Figure 7.

Effect of inflammation on ADHLSC hepatocytic differentiation potential. (A) Primed ADHLSC acquired polygonal shape with granular cytoplasm after in vitro hepatocytic differentiation similar to the standard condition. Magnification: 200×. (B) RT-qPCR gene expression analysis demonstrated that inflammation did not alter the mRNA expression of mesenchymal markers except for slug and vimentin. Slug expression remains upregulated in differentiated 24 h-primed cells and both undifferentiated and differentiated 9-day primed cells while the expression of vimentin remains downregulated in non-differentiated 24 h and 9-day primed cells as well as differentiated 9-day primed cells.
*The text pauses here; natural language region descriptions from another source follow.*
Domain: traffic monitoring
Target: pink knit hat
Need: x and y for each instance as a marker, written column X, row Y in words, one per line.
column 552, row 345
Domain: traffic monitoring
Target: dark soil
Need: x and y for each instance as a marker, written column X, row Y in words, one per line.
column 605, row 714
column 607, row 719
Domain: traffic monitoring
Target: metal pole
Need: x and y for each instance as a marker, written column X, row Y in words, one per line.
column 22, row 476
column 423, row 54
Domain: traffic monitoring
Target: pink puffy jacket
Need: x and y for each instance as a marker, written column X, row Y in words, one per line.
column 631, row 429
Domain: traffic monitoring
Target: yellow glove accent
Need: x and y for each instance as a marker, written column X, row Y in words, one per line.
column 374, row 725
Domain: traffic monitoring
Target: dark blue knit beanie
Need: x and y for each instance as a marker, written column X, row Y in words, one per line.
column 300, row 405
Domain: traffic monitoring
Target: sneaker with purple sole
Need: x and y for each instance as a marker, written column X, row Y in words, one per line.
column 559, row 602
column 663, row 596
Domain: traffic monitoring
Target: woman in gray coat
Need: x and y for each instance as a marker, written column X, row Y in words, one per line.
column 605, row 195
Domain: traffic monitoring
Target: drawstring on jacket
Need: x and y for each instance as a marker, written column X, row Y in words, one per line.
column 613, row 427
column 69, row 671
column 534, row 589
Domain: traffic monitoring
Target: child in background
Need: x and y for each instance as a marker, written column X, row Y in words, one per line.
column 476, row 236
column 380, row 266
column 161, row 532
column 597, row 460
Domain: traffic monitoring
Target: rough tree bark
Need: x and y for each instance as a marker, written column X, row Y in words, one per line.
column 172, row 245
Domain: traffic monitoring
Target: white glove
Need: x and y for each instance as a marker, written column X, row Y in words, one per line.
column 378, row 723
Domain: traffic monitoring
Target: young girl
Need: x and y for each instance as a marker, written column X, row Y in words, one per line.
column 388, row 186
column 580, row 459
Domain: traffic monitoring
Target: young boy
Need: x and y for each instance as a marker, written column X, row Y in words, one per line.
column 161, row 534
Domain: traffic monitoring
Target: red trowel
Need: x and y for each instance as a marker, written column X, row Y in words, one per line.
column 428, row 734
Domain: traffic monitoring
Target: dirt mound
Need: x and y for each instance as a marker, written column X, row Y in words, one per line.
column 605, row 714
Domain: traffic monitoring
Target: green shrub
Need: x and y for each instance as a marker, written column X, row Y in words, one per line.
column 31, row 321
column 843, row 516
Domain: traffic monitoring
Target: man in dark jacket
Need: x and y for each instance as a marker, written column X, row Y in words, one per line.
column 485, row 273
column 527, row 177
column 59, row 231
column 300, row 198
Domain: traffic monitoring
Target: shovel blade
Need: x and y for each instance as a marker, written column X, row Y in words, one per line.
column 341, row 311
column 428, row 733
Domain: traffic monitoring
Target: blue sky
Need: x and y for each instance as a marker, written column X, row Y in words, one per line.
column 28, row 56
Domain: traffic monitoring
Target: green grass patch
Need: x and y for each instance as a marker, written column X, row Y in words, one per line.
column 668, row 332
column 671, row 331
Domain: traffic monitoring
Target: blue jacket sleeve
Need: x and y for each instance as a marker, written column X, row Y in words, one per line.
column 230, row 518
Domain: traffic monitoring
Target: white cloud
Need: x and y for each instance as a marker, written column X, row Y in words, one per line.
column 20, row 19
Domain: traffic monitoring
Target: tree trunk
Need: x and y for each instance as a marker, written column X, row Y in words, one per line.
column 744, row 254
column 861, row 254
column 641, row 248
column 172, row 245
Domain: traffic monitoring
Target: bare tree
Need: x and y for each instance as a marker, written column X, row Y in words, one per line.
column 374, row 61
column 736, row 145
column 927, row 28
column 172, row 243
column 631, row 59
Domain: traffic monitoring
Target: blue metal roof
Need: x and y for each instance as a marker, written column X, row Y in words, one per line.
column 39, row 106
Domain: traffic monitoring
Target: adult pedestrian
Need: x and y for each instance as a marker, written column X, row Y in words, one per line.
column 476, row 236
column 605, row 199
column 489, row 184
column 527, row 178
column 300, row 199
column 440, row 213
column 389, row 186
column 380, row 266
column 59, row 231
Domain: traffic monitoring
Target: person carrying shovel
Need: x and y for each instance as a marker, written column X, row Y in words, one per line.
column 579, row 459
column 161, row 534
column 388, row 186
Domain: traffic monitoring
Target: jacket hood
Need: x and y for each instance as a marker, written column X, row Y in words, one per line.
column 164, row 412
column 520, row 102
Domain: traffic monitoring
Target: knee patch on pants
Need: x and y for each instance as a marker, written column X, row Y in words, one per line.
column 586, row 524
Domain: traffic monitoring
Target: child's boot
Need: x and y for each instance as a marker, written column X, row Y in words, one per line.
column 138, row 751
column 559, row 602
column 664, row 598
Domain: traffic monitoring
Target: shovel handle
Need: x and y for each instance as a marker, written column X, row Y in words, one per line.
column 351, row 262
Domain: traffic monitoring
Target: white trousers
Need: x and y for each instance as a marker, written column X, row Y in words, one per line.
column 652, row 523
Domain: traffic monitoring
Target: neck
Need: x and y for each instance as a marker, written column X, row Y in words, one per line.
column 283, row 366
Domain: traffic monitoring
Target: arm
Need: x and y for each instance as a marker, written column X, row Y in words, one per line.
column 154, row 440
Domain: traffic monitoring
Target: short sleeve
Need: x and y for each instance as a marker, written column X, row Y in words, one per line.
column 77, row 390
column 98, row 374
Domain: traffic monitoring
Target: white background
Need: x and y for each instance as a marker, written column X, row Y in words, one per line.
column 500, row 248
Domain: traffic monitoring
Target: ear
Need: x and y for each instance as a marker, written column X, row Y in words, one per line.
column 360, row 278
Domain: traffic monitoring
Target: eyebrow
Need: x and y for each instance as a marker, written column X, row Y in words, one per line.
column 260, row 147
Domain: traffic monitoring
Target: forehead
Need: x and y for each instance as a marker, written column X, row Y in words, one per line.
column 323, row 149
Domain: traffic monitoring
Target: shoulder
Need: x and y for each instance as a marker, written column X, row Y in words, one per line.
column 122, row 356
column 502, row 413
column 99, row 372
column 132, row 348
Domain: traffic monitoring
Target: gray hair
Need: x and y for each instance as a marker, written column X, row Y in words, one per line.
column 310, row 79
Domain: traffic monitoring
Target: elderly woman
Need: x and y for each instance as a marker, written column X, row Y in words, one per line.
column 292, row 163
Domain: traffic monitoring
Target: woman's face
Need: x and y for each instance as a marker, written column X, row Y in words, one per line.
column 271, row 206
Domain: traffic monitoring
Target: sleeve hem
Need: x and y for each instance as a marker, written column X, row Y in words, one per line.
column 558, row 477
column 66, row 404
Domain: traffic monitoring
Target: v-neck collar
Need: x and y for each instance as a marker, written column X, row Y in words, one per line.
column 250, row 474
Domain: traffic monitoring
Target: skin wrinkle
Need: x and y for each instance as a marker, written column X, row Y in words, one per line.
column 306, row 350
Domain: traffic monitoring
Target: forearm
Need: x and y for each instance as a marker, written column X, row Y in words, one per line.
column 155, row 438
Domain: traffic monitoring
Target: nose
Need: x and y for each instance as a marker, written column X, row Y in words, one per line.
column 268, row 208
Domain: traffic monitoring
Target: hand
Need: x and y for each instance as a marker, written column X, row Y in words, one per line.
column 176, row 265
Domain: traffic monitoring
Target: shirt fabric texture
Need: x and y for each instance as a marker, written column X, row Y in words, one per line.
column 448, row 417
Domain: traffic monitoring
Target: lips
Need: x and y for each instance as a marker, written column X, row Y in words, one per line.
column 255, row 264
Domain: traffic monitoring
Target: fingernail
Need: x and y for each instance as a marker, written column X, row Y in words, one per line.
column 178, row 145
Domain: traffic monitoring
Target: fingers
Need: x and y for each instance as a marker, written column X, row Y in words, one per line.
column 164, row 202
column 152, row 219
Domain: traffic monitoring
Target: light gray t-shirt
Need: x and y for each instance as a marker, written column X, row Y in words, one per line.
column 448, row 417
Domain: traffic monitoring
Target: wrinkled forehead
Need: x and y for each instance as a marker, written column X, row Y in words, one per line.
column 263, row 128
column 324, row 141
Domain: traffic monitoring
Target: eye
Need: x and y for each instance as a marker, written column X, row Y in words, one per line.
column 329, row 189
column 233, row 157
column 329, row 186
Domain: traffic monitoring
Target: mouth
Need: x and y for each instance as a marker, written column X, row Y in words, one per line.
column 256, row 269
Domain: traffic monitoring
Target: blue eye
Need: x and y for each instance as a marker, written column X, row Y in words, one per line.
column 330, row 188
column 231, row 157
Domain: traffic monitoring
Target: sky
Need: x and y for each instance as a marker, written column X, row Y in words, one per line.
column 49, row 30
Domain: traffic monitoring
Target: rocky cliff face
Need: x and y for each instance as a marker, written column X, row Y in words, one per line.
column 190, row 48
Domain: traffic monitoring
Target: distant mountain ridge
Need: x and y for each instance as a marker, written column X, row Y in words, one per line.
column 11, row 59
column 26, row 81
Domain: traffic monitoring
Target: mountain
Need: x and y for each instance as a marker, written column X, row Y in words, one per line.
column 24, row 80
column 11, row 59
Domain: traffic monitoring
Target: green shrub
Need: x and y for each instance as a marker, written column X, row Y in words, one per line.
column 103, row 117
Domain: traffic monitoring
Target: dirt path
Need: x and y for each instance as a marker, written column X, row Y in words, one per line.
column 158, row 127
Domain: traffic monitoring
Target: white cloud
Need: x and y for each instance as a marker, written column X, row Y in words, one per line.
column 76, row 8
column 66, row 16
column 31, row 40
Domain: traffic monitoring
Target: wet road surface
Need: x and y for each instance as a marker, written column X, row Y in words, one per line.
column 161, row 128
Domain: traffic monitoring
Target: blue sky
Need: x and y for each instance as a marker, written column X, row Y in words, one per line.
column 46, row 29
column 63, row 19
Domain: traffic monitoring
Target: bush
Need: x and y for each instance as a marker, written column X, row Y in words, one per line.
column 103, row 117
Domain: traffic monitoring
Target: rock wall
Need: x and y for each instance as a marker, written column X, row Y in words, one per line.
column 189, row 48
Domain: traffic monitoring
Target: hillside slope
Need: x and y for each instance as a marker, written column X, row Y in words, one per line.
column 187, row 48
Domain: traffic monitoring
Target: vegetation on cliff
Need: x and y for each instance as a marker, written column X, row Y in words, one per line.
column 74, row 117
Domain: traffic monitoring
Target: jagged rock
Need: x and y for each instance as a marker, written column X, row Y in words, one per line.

Furthermore, inflammation did not impact the upregulation of hepatocytic markers that normally occurs after hepatocytic differentiation (Albumin expression in differentiated 24 h primed cells and MRP2 expression in 9-day primed and differentiated cells) which is correlated with the morphological changes described above in Figure 7A. For treated and untreated differentiated cell groups, results are expressed as fold change in differentiated versus undifferentiated ADHLSC. *** denotes a p value < 0.001, ** p < 0.01, * p < 0.05 vs. non-primed and non-differentiated control, one-way ANOVA followed by Dunnett post-hoc test. CD54 (Intercellular Adhesion Molecule 1; ICAM-1), SOX9 (SRY-Related HMG-Box 9 encoding gene), Snail (SNAI1), Slug (SNAI2), VIM (Vimentin), ALB (Albumin), MRP2 (multi-drug resistance-associated protein-2 encoding gene). (C) Undifferentiated and differentiated ADHLSC from untreated and treated groups were incubated with IPA substrate and luciferase activity was measured. Results are expressed as the % of relative luminescence unit detected in the differentiated ADHLSC versus undifferentiated counterparts. Data shown are the mean ± SEM of three independent experiments (three different samples from different donors).